You see, like every pastor, there was once a time when I never regularly taught in front of large groups of people. But somewhere along the way I had to learn a skill set that was slightly unfamiliar to me, and over time it was one that I got better at (and hopefully continue to develop even now). But as I was thinking about it this weekend, a few things stood out to me:
- I learned to teach by listening to one particular pastor quite a bit. This particular person had a teaching that did a lot in bringing me to faith and opened up the Gospels and the narrative scriptures in ways I’d never seen before. His rhetorical style was different. His diction was different. The way he told jokes, structured the sermon, even moved on stage…everything about it really captivated me. And this was the person whom I started to sound like when I began to teach.
- The more I taught, the better I got. I know, this isn’t a terribly revelatory statement. But it’s really true. What Malcolm Gladwell says about putting in your 10,000 hours really does work. For the first five years I was a pastor (maybe even longer), I was teaching between 40-50 Sundays a year. The first teaching I ever gave, my sister stopped counting the number of times I said “like” at 46. (Yes, it’s humiliating even now, all these years later.)
- People recognized someone else in me. The first few years I was teaching, people would often say, “Wow, you really sound like (insert name of person I was listening to a lot).” That got really annoying. But they were definitely right.
- But I found my own voice.
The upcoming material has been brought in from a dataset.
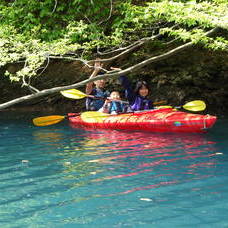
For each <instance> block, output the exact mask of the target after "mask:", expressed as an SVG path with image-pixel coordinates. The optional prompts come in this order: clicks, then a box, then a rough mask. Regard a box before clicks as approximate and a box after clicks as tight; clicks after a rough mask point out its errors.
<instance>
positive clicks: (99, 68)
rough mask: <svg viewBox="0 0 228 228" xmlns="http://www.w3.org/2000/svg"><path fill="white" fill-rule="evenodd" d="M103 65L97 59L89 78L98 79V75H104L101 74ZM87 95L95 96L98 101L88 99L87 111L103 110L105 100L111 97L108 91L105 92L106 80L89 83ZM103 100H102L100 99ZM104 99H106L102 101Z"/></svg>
mask: <svg viewBox="0 0 228 228" xmlns="http://www.w3.org/2000/svg"><path fill="white" fill-rule="evenodd" d="M102 66H103V64H102V63H101V62H100V61H99V59H97V61H95V64H94V71H93V73H92V74H91V75H90V77H89V78H93V77H96V76H97V75H98V74H102V73H101V72H100V70H101V68H102ZM86 94H87V95H93V96H95V97H97V98H98V99H93V98H90V97H88V98H87V99H86V110H87V111H98V110H99V109H100V108H102V106H103V104H104V101H105V99H106V98H107V97H108V96H109V95H110V93H109V91H108V90H105V80H103V79H102V80H97V81H95V82H89V83H87V85H86ZM99 98H101V99H99ZM102 98H104V99H102Z"/></svg>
It took some time. It took a lot of practice. It took being exposed in large doses to a few other really gifted teachers. But eventually, I found a style, a structure, a process and a voice that were truly me. But funny thing: You can still hear the traces of that first teacher, even while hearing a teaching that is definitely “me.” And now…honestly…I don’t really care.
What I came to see is that a very simple process was at work, but one that people have been using in the Church for thousands and thousands of years to pass down certain skill sets.
- First was information: I read books on rhetorical theory. Commentaries. I asked lots of questions. Researched. Critiqued. Found out which people I thought were worth getting solid resources and information from about this skill set.
- Second was imitation. I found someone who truly embodied what I was looking for. I studied him. Listened to him. Practiced like him. Prepared like him. Read the same books. Copied his diction and style. Even used a few of his teachings, from soup to nuts.
- Last was innovation. After building a solid foundation, I got to a place of competence in the skill that allowed me to innovate on all that I had learned and imitated and I developed a voice that was true to me. And actually, the fact that there are traces of a few people in me that people can recognize every once in a while speaks to a lengthy process of healthy development.
So here’s my thought: If that’s what it took to learn to teach well…what would that process look like for other things? Like building teams and multiplying leaders? Discipling people? Reproducing missional communities? Planting churches? Starting reproducible movements?